Il y a donc lieu de confirmer le jugement en ce qu'il a condamné la SCI DU BARETOUS à faire cesser le trouble manifestement illicite en supprimant le branchement irrégulier sous astreinte provisoire maintenue à la somme de 100 € par jour de retard, courant à partir d'un mois après signification, la mise en service du compteur devant être effectuée par un professionnel.
- Sur les mesures accessoires
Réformant les dispositions sur l'indemnité au titre de l'article 700 du code de procédure civile et confirmant les dispositions au titre des dépens, la Cour condamne la SCI DU BARETOUS à payer à la Commune d'[Localité 3] la somme de 2 500 € au titre de l'article 700 du code de procédure civile et aux entiers dépens d'appel.

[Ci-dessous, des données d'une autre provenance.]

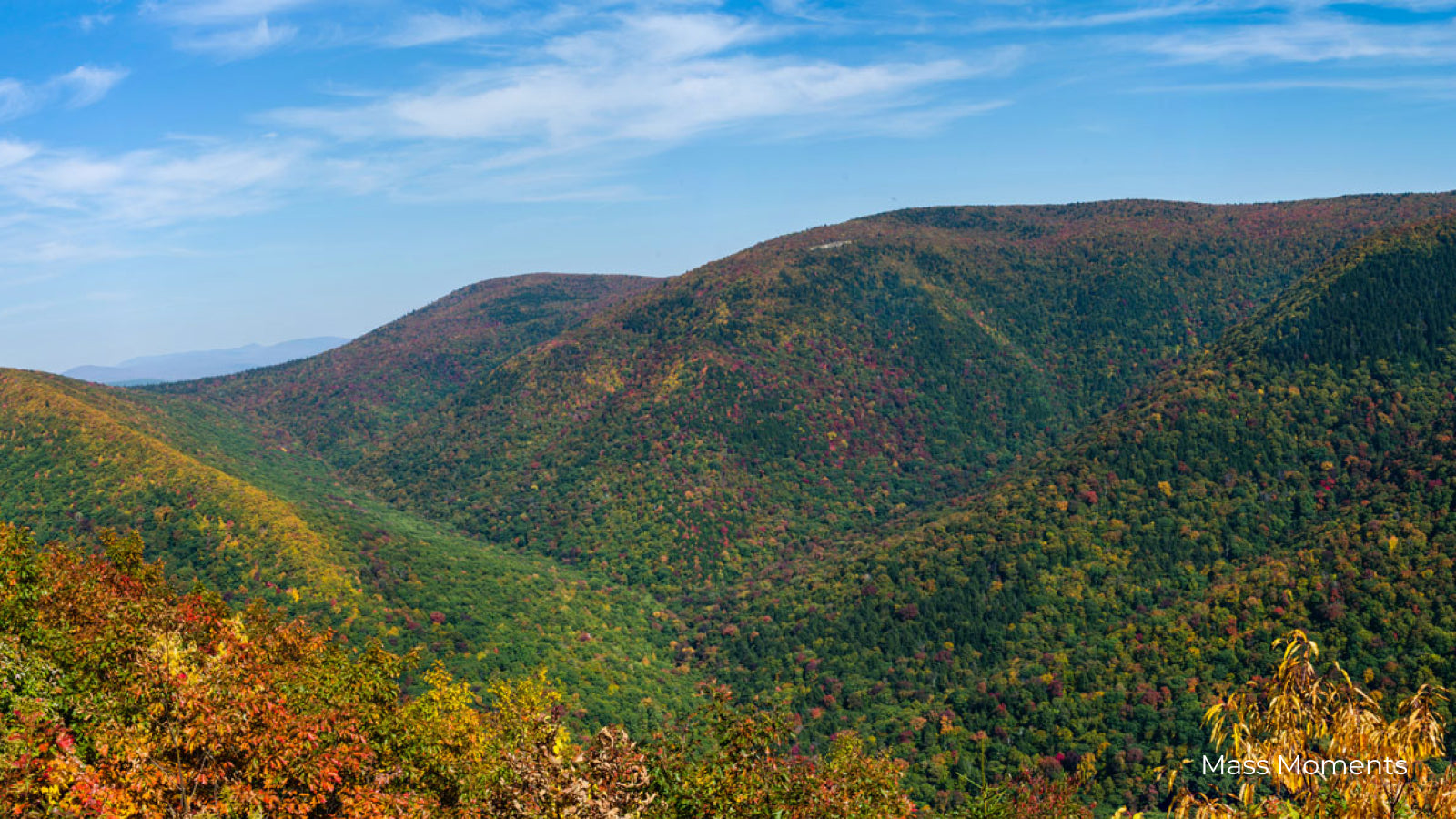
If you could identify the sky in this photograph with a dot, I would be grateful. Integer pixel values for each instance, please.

La cour rappelle que les dépenses au titre des procès-verbaux de commissaire de justice ne relèvent pas des dépens mais sont indemnisables au titre de l'article 700 du code de procédure civile.
PAR CES MOTIFS
La cour, statuant publiquement, par arrêt mis à disposition au greffe, contradictoire et en dernier ressort,
REJETTE la demande de nullité de l'ordonnance du 10 avril 2024,
Réparant l'omission de statuer et statuant à nouveau,
DÉCLARE l'action de la commune d'[Localité 3] recevable,
CONFIRME la décision pour le surplus sauf sur l'article 700 du code de procédure civile,
CONDAMNE la SCI DU BARETOUS à verser à la COMMUNE D'[Localité 3] la somme de 2 500 € sur le fondement de l'article 700 du code de procédure civile,
CONDAMNE la SCI DU BARETOUS aux dépens d'appel.
Le présent arrêt a été signé par Mme FAURE, Présidente, et par Mme HAUGUEL, Greffière, auquel la minute de la décision a été remise par la magistrate signataire.